In the Site Manager dialog box, click New Site. Then, specify the name of your website in the Select Entry section. In this example, the name is set to GA Acceleration.

In the General section, configure the following parameters.

Parameter	Description
Protocol	Select FTP - File Transfer Protocol from the drop-down list.
Host	Enter the IP address used to log on to the FTP server. The IP address is the accelerated IP address allocated by GA.
User	Enter the username of the FTP server, which is `ftpdemo`.
Password	Enter the password used to log on to the FTP server.

Keep the default values for parameters that are not included in the preceding table.

Click Connect to connect to the FTP server.

After you connect to the FTP server, you can upload, download, create, and delete website files. The FileZilla interface is shown in the following figure. 上传文件

The following table describes different sections on the FileZilla interface.

No.	Description
①	Commands, the connection status of the FTP server, and task execution results are shown.
②	The section of local disks.
③	The section of the remote site. You can double-click a directory to access the directory.
④	The section that displays records, including the queues and logs of the FTP task.
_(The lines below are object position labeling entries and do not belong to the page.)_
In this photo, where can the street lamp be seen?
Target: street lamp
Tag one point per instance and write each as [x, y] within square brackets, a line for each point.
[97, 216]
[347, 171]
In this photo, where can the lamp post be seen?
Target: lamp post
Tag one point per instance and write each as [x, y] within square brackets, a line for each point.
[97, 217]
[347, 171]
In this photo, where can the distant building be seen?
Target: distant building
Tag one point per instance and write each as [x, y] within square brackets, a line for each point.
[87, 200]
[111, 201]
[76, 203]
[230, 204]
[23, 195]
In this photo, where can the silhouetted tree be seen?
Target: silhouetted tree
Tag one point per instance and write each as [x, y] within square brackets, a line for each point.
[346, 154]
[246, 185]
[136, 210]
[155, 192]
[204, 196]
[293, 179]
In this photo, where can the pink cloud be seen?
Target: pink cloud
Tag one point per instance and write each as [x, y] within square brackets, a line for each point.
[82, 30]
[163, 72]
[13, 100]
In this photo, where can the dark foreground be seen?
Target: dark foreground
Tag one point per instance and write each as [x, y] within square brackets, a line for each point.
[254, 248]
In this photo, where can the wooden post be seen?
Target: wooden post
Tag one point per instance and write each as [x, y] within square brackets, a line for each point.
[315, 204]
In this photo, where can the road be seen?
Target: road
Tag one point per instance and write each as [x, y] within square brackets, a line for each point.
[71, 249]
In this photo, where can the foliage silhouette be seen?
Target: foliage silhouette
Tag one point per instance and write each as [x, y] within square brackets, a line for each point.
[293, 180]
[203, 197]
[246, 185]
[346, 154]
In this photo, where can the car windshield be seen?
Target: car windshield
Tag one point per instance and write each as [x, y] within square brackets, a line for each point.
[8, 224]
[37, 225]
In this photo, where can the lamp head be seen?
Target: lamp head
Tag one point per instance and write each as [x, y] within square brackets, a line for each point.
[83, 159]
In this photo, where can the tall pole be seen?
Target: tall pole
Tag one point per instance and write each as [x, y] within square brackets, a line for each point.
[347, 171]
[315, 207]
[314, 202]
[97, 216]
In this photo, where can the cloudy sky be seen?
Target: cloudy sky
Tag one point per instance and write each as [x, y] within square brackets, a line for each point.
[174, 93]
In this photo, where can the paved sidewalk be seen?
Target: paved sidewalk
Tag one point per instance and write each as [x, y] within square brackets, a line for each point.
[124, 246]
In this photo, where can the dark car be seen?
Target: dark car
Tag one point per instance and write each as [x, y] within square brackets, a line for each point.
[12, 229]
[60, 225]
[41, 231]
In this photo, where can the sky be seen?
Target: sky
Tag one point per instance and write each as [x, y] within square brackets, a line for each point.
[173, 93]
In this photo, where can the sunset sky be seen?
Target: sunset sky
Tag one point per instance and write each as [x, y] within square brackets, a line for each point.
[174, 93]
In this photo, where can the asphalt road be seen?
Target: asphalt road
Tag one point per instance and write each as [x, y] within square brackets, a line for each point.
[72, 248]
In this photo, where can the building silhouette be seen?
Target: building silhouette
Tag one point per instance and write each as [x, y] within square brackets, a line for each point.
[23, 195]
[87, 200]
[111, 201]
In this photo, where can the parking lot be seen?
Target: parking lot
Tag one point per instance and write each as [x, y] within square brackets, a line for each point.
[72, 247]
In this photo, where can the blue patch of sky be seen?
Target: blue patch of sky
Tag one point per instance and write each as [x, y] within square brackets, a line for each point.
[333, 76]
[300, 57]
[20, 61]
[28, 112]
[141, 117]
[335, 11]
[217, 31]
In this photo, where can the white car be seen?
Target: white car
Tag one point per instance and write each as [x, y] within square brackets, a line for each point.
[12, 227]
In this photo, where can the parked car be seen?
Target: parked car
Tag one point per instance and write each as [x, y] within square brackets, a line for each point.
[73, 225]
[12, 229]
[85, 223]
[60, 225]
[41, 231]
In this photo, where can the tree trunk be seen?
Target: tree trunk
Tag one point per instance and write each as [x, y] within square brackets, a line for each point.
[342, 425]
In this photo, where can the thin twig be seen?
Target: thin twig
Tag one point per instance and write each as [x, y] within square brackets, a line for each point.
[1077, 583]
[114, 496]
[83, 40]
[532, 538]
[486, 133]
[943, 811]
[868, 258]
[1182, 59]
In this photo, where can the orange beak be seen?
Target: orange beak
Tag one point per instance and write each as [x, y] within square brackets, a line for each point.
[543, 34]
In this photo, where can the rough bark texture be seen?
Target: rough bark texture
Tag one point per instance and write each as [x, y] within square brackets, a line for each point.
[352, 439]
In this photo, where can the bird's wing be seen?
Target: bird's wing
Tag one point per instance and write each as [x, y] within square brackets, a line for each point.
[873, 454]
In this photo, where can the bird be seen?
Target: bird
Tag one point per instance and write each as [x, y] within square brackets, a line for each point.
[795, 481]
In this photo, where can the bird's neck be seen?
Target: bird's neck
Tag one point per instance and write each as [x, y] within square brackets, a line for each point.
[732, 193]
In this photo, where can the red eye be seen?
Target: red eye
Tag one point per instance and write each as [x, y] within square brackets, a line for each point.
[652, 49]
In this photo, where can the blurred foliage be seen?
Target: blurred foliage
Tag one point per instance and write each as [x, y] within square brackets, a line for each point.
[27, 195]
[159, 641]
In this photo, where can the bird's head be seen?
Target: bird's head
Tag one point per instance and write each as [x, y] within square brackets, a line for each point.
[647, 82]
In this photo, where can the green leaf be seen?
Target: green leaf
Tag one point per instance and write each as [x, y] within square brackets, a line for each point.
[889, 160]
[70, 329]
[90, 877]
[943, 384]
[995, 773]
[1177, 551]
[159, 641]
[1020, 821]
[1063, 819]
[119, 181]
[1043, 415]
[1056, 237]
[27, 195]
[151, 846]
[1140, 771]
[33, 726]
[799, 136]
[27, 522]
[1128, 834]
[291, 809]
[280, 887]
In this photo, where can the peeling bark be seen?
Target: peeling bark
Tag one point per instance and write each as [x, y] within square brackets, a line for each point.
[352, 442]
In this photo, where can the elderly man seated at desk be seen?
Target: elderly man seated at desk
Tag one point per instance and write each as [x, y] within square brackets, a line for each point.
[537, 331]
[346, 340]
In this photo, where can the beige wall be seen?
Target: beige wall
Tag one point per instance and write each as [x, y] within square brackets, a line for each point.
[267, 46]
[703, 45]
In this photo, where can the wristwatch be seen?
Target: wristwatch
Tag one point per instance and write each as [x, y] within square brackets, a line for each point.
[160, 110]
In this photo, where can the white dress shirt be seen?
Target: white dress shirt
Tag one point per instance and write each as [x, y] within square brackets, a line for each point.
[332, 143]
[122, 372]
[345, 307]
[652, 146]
Open the CLI and run the following command to check the latency of data transmission:
```
curl
-o /dev/null -s -w "time_connect: %{time_connect}\ntime_starttransfer:
%{time_starttransfer}\ntime_total: %{time_total}\n" ftp://<Accelerated IP address allocated by GA>/<File path> --user <username>:<password>
```
Parameter descriptions:
- time_connect: the period of time that it takes to establish a TCP connection. Unit: seconds.
- time_starttransfer: the start time of data transfer. The start time refers to the amount of time from when the client sends a request to the backend server to when the first byte is sent to the client. Unit: seconds.
- time_total: the total connection time. The total connection time refers to the amount of time from when the client sends a request to when the client receives the last byte from the backend server. Unit: seconds.
The test result indicates that GA reduces network latency when the FTP client in the China (Hong Kong) region accesses the FTP server in the US (Silicon Valley) region.
Figure 1. Network latency before acceleration
Figure 2. Network latency after acceleration
Note
When you use GA to accelerate FTP services, the actual acceleration performance varies based on your workloads.